I have never received answers as to whether the figures that I have cited on different occasions are right or wrong. If that imbalance exists and it will cost the NHS and the taxpayer more to close the facility than to keep it open, it will be a scandal to allow the relocation to go ahead. In any case, nearly £5 million worth of new capital costs will be needed to refurbish the old facility to which the mental health trust wants to move the present unit. A huge argument needs to be made to justify the cost equation, and Ministers, the strategic health authority, the mental health trust and the primary care trust have not yet provided answers to that.

Perhaps the cost will be balanced out if we have a much better facility for users of mental health facilities and their families in Manchester. The difficulty with that argument is that those groups who have been in touch with me feel as one that the proposed move will be a bad thing—I say as one, although in fairness one or two senior consultants from the mental health trust have told me that they are in favour of the move.

I have also received a letter which, although sadly anonymous, no one would dispute comes from clinicians. The letter is about the proposed changes, and warns that the transfer of the Edale unit to Park house in north Manchester would be a move to an

“overcrowded, predominantly dormitory set up. This will predictably increase violence and morbidity on the ward.”

The letter goes on to say, among other things, that the move will

“hinder the contact of the patient with their family—”

—again, a point made by the Manchester Users Network. The letter rails against the fact that there are already numerous transfers to Edale house from the facility in north Manchester for reasons of privacy and space, and states:

“Most senior clinicians of the Trust are very cynical and disillusioned with this plan and appalled that the Strategic Health Authority has not put a stop to this.”

That is quite strong language from the clinicians, although I admit that it is an anonymous letter, which makes it difficult to validate.

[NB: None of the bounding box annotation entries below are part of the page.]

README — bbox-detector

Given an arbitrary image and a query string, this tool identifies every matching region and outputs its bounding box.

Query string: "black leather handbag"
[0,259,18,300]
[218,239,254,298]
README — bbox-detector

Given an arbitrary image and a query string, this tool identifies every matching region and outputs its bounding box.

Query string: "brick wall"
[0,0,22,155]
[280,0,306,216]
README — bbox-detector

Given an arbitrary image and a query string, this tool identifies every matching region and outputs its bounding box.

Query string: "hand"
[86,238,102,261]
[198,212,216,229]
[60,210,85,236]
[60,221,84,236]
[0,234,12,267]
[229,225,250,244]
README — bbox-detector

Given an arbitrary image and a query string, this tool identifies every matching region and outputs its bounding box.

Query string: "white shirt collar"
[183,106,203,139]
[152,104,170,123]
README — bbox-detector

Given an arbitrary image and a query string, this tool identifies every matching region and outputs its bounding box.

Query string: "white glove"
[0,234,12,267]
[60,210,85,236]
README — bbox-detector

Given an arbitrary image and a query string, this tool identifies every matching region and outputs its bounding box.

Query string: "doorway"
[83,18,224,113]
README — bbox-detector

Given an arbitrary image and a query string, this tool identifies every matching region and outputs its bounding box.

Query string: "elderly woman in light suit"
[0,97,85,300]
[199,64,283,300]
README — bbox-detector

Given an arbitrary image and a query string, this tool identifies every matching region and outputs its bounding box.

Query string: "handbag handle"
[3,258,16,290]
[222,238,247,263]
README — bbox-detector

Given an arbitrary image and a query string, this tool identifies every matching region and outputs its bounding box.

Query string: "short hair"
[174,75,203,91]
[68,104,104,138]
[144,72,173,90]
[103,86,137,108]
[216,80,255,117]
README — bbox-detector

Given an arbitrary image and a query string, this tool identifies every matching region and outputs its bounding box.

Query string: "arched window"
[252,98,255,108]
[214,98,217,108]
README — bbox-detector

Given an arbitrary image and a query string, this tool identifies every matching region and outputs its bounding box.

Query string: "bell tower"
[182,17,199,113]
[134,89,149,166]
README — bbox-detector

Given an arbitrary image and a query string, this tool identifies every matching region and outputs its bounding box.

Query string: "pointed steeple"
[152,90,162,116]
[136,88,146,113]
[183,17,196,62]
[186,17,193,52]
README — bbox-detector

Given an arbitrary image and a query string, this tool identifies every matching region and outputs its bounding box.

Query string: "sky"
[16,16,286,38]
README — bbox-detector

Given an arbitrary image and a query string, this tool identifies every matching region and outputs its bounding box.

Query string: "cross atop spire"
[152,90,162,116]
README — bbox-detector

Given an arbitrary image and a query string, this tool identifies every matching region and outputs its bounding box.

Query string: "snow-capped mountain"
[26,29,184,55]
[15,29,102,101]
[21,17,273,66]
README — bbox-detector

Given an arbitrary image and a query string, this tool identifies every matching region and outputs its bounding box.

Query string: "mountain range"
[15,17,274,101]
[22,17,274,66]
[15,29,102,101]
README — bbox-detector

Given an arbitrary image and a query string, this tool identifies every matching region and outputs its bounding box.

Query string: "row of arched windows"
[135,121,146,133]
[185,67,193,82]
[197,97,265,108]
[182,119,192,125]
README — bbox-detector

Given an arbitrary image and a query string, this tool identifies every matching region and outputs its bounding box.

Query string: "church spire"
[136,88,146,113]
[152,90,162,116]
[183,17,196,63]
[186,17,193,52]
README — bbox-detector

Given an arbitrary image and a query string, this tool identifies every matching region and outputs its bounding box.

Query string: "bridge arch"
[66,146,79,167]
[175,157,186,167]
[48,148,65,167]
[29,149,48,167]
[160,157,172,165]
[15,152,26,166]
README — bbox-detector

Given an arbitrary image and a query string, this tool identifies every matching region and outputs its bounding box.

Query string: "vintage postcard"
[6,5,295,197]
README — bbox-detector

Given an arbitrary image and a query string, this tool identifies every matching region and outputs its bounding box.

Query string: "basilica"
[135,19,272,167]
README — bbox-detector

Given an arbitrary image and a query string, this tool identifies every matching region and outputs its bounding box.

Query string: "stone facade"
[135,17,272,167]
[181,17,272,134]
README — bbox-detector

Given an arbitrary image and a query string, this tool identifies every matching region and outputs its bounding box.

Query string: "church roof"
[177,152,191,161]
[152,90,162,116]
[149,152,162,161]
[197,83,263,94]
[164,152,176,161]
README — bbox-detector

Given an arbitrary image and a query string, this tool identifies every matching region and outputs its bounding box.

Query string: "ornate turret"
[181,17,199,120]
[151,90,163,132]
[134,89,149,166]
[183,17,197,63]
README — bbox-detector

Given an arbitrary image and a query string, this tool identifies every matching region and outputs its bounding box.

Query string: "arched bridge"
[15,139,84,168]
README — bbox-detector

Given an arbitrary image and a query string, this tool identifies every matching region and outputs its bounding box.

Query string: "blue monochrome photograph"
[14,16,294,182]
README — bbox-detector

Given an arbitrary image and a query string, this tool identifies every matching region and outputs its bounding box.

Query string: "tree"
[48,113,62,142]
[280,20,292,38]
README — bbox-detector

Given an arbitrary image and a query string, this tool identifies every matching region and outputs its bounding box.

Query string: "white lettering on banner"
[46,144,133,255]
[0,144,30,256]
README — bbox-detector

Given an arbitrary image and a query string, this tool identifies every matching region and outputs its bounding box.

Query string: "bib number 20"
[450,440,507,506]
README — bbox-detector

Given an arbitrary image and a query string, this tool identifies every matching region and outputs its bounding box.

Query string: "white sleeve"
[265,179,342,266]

When the mental health trust, and others, were scoping possible changes, they came up with a number of options. From all those available, the option that scored the lowest was that now adopted by the mental health trust. The weighted benefit score was a combination of inputs from clinical leaders, service users, carers and the wider community, and using those scores, the proposed relocation to Park house not only received the lowest mark but was deemed far worse than the “do nothing” option—in other words, to keep the Edale unit open. That assessment was not made by anonymous clinicians or users; it is the in-house weighted benefits score that was used to determine how to proceed. On that basis, I am at a loss to know the clinical justification behind the move. It is not necessarily that there is no case to be made, but the case has not been made to the wider public and it seems that for the mental health trust, cost is still the dominant issue.

More recently, a minute from the board meeting papers of the strategic health authority seemed to attempt to undermine the validity of the Edale unit. It stated:

“The Trust has indicated that any option to retain the Edale Unit is deemed to be unviable given their severe concerns regarding the design of the Edale Unit which include multiple ligature points, unsecured windows, dangerous balcony, lack of access to outside space. The Trust does not feel the faults are rectifiable.”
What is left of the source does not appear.